Reinforcement Learning to Disentangle Multiqubit Quantum States from Partial Observations
Pavel Tashev, Stefan Petrov, Friederike Metz, Marin Bukov
TL;DR
The paper tackles the challenge of disentangling arbitrary multiqubit states using only partial information by casting the problem as a reinforcement-learning task. It employs a permutation-equivariant transformer policy to select which pair of qubits to couple with a two-qubit gate, and computes locally optimal gates from two-qubit reduced density matrices, enabling state-dependent, short disentangling circuits. Across 4–6 qubits and Haar-random initial states, the RL agent outperforms baseline random/greedy strategies, achieving substantial reductions in gate counts and CNOT complexity after transpilation, with demonstrated resilience to shot and hardware noise. These results suggest practical pathways for state preparation and circuit synthesis on NISQ devices, including a general 4-qubit circuit using at most five 2-qubit gates (ten CNOTs) to disentangle any 4-qubit state, with potential extensions to larger systems and tensor-network-inspired architectures.
Abstract
Using partial knowledge of a quantum state to control multiqubit entanglement is a largely unexplored paradigm in the emerging field of quantum interactive dynamics with the potential to address outstanding challenges in quantum state preparation and compression, quantum control, and quantum complexity.
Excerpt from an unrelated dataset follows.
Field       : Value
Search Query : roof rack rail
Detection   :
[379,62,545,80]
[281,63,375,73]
We present a deep reinforcement learning (RL) approach to constructing short disentangling circuits for arbitrary 4-, 5-, and 6-qubit states using an actor-critic algorithm. With access to only two-qubit reduced density matrices, our agent decides which pairs of qubits to apply two-qubit gates on; requiring only local information makes it directly applicable on modern NISQ devices. Utilizing a permutation-equivariant transformer architecture, the agent can autonomously identify qubit permutations within the state, and adjusts the disentangling protocol accordingly. Once trained, it provides circuits from different initial states without further optimization. We demonstrate the agent's ability to identify and exploit the entanglement structure of multiqubit states. For 4-, 5-, and 6-qubit Haar-random states, the agent learns to construct disentangling circuits that exhibit strong correlations both between consecutive gates and among the qubits involved. Through extensive benchmarking, we show the efficacy of the RL approach to find disentangling protocols with minimal gate resources. We explore the resilience of our trained agents to noise, highlighting their potential for real-world quantum computing applications. Analyzing optimal disentangling protocols, we report a general circuit to prepare an arbitrary 4-qubit state using at most 5 two-qubit (10 CNOT) gates.